1. Joint Accounts and Contracts
Your joint banking accounts will need to be liquidated for distribution when you divorce. If tensions are running high, it can be a good idea to call your bank and freeze all joint accounts so that no withdrawals or transfers can be made without the approval of both parties. This will prevent one spouse from emptying the accounts in an attempt to hide the money and make for a less-than-equitable asset division.

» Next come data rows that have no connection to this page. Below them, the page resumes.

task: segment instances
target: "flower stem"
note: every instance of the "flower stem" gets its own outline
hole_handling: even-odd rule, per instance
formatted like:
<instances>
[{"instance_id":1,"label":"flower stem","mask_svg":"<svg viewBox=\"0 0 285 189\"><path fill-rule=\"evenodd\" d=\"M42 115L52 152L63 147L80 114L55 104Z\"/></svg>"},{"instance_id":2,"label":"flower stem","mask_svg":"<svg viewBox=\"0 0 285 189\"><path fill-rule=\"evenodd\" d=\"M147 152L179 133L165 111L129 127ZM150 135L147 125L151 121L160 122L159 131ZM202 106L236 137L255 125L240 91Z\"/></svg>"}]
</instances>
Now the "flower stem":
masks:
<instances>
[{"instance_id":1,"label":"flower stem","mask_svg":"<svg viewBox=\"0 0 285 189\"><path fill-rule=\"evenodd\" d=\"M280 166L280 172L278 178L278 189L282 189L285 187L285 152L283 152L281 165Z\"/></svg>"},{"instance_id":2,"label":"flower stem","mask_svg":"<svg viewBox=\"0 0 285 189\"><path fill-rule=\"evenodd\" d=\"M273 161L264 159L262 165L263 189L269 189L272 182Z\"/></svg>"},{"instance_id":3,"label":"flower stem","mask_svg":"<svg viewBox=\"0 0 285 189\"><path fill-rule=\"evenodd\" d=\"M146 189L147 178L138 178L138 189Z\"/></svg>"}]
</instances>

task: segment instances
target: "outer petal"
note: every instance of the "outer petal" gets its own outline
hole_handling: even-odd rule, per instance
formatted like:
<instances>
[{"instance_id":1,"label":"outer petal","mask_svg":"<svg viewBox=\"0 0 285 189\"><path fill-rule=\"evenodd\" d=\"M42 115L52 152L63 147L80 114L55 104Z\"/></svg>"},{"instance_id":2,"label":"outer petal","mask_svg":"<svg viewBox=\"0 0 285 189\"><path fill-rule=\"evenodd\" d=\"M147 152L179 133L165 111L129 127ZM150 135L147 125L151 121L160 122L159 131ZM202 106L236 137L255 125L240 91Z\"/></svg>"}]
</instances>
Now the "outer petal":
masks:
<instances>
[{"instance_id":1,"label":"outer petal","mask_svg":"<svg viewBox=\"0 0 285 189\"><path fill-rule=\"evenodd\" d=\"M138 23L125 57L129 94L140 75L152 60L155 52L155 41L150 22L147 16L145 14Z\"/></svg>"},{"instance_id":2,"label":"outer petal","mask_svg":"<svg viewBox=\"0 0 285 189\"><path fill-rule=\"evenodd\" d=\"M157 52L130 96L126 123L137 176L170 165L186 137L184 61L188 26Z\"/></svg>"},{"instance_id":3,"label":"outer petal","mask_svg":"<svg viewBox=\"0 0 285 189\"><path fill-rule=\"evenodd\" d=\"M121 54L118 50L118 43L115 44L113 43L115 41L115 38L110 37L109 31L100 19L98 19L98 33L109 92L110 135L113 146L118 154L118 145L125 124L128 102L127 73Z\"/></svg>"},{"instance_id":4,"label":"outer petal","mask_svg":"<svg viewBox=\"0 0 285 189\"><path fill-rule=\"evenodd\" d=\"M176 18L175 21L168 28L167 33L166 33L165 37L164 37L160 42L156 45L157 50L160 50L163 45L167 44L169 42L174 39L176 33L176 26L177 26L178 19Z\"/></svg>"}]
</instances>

For the matter of joint credit card accounts, all should be closed once the divorce papers are filed. To do this, you must pay down any debt that has accrued on the card. Both spouses are responsible for debt on a joint credit account, no matter who swiped the card. A malicious spouse may use this to their advantage. They can run up the balance and tarnishing the other's credit. So, make sure to take all precautions if you suspect your partner is capable of such behavior. Other accounts to take into consideration include:
- phone accounts
- safety deposit boxes
- equity lines of credit
- utility accounts
- joint investments
- security margin accounts
- any form of a cosigned loan
2. Household Necessity Debt
As a general rule, in common law states, debts are owed by both spouses only if the debt benefits the marriage overall. So, debts incurred for the purpose of buying items like food, shelter, clothing, childcare, and other household necessities are considered just as binding on both parties as those that were expressly undertaken jointly. If you or your spouse have any debts that fall into this category, make sure to include the necessary payments in your overall financial plan.
3. Gifts and Inheritances
Gifts exchanged between spouses may be treated as joint marital property. This is true even in cases where one spouse transfers something like a car title from their name alone to joint property, thereby converting a separate asset into a joint one. Gifts and inheritances given by third parties may be considered either a gift to an individual or gifts to the couple, depending on the state law. The lines in many of these situations are not always crystal clear, so it's best to have a professional, like Wade Bettis, J.D., Ph.D., PC, walk you through it all.
These are the top 3 most often overlooked areas of property and asset division in your divorce. You and your spouse may decide to come to an equitable division on your own. However, you both having a divorce attorney reviewing everything will ensure your agreement is fair for both sides and that nothing gets overlooked.